Mais arrivée à cet âge, vivant aux États-Unis, elle a réalisé que cette représentation avait disparu. Heureusement, d’autres femmes ont pris le relais. Sa propre mère, par exemple, qui s’est remariée à 70 ans et vit aujourd’hui des amours et des aventures à travers le monde. “Elle est mon héroïne.” Et puis, toutes ces femmes croisées sur Instagram, “courageuses, libres, inspirantes, chacune à leur manière.”

Leçons de vie et paroles à transmettre
La plus grande leçon de sa vie ? “Rien ne dure.” Une phrase glanée dans un livre de développement personnel, qui l’a aidée à traverser les tempêtes. “Le bon ne dure pas, donc il faut le savourer. Mais le mauvais non plus. Et ça, c’est rassurant.”
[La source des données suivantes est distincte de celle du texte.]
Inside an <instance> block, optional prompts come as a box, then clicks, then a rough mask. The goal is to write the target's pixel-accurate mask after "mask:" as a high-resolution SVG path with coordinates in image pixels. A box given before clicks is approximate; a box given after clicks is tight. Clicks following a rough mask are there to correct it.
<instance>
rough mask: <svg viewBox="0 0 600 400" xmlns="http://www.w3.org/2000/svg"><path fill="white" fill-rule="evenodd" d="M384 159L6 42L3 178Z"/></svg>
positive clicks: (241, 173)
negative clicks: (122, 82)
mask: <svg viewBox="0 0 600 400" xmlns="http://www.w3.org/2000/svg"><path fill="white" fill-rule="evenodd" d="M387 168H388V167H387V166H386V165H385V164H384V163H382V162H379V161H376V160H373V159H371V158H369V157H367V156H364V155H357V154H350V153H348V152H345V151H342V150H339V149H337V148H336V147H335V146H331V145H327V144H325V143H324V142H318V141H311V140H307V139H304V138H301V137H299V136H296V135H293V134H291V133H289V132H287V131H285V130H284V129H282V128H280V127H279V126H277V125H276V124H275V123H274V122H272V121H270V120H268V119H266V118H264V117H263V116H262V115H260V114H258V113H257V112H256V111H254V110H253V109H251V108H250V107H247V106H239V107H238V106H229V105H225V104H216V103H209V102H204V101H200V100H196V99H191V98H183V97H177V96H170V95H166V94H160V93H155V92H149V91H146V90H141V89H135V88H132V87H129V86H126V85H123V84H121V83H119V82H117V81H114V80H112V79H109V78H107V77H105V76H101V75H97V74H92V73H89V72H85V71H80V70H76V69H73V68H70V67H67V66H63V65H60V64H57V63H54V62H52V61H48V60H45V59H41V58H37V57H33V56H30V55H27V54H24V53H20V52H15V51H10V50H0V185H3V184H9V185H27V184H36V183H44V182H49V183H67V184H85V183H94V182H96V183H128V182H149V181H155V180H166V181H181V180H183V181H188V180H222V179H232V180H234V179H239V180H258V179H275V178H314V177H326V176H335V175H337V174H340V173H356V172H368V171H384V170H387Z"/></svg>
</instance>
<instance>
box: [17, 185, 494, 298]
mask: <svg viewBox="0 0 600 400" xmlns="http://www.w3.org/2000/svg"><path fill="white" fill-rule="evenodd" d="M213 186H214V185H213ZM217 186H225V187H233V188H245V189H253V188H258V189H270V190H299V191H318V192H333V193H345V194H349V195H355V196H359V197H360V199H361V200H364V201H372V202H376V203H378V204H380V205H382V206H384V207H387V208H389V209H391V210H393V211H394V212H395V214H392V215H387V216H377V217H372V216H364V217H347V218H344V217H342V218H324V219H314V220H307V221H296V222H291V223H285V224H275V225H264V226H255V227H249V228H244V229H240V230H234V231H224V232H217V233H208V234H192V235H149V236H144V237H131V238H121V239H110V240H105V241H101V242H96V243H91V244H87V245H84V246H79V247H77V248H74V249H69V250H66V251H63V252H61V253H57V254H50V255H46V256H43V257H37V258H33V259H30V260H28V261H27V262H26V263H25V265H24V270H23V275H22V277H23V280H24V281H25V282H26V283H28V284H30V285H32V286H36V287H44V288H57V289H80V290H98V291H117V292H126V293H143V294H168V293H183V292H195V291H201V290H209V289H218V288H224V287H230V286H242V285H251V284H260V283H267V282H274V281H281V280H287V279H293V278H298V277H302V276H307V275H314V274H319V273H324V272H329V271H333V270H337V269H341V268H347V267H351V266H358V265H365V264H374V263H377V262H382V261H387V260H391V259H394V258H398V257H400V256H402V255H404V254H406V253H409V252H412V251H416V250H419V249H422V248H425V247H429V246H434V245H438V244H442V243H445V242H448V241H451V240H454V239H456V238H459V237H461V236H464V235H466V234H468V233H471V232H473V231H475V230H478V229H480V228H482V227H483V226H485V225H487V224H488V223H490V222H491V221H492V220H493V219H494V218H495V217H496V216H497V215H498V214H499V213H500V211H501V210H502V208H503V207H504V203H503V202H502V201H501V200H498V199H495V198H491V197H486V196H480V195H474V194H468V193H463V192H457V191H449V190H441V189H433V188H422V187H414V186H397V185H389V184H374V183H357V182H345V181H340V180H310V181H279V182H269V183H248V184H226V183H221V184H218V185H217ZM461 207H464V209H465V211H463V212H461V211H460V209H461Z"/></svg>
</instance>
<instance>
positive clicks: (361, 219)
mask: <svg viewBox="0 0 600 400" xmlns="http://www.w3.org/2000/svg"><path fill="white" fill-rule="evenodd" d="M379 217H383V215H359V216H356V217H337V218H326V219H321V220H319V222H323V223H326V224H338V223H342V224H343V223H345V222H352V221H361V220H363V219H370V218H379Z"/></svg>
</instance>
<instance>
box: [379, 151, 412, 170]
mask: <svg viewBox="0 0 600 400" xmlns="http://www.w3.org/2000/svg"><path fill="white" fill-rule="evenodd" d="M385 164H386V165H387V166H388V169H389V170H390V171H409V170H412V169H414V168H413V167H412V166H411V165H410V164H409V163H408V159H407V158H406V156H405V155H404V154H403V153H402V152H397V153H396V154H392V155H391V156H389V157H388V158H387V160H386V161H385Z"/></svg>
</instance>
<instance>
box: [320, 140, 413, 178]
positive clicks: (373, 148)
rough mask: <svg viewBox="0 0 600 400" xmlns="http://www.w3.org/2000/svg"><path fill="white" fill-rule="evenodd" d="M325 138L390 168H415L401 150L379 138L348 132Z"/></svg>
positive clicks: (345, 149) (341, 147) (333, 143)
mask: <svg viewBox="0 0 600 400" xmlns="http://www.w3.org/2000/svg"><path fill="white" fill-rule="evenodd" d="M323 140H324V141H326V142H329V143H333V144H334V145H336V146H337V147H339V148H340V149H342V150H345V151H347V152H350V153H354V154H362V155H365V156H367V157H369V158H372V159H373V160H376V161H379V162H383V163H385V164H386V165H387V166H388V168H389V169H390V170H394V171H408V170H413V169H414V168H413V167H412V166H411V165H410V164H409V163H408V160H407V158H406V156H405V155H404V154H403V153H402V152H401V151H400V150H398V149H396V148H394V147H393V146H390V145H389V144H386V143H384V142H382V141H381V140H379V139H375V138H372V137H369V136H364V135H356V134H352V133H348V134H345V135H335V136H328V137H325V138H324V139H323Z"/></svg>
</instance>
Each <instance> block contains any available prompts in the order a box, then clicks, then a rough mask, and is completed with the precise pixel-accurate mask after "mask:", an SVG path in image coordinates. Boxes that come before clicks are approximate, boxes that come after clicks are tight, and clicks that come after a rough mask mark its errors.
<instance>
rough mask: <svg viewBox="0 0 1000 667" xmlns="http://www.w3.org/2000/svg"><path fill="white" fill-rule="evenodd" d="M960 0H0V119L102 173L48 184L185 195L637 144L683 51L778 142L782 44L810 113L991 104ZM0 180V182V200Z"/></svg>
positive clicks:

À 59 ans, Paulina Porizkova est définitivement bien plus qu’un visage. Elle est une voix, un témoignage, une invitation à penser la beauté autrement. Elle ne prêche pas une vérité unique, mais propose une voie plus bienveillante, plus incarnée, plus libre. Une beauté sans filtre, sans mensonge, sans âge.

Et à toutes celles qui regardent leur miroir avec inquiétude, elle souffle : “N’ayez pas peur. Venez. Ici, la vie est plus douce.”